Empezó a militar en política de adolescente, empujado por la creencia de que el socialismo ayudaría a resolver la desigualdad que padecía Chile, su país de origen. “Vivíamos en una burbuja de activistas un poco ingenuos”, confiesa, pero con el tiempo llegó la desilusión. Más tarde, en su autoexilio, terminó estudiando con los Chicago Boys, y admite que fueron años de grandes contradicciones, hasta que terminó “seducido” por ese ambiente. Hoy, con una vasta trayectoria como académico, consultor y escritor, es el economista chileno más prestigioso a nivel mundial.
Proviene de una reconocida familia chilena que se destaca por haber incursionado en la industria de los periódicos y los medios de comunicación, pero se volcó a la economía. ¿Qué lo hizo definirse por esa profesión?
La familia Edwards es antigua en Chile, pero es diversa. Todos provenimos del mismo tronco, de un inmigrante sajón que llegó a Chile a principios del siglo 19, aunque hay diferentes ramas. La mía es una con proclividades intelectuales. Entre mis parientes están el escritor Juan Emar y los novelistas José Donoso y Jorge Edwards.
Mi inclinación, desde muy temprana edad, fue por la academia, por el mundo de las ideas y de las elucubraciones teóricas. Cuando entré a la universidad, el tema de cómo América Latina podía entrar en la senda del desarrollo era muy central, y eso hizo que inclinarse por la economía fuera algo casi natural.
En la adolescencia empezó a militar en el Partido Socialista. ¿Qué buscaba a esa corta edad en el activismo político?
Chile era –y sigue siendo- un país muy desigual.

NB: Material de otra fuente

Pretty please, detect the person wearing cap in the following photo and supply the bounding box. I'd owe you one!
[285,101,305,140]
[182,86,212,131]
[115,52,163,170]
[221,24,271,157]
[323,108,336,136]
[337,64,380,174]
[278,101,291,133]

Pero no solo eso, también era un país estancado, con alta inflación, con una pobreza rampante y con abusos que se acumulaban uno encima del otro. Además, a pesar de ser una democracia formal, era un país autoritario y conservador.
Muchos de esa generación creímos que la manera más expedita de lidiar con esos problemas era moviéndose al socialismo. Nos movían grandes ilusiones, la revolución cubana, el mayo francés, las protestas en California.
Aún no sabíamos de las persecuciones a Guillermo Cabrera Infante, quien tuvo que escapar de La Habana perseguido por el partido, ni de las penurias de Heberto Padilla y del proceso en su contra, que terminaría con esa humillante autocrítica pública; tampoco sabíamos de Reinaldo Arenas y las cacerías a los homosexuales. Vivíamos en una burbuja de activistas un poco ingenuos.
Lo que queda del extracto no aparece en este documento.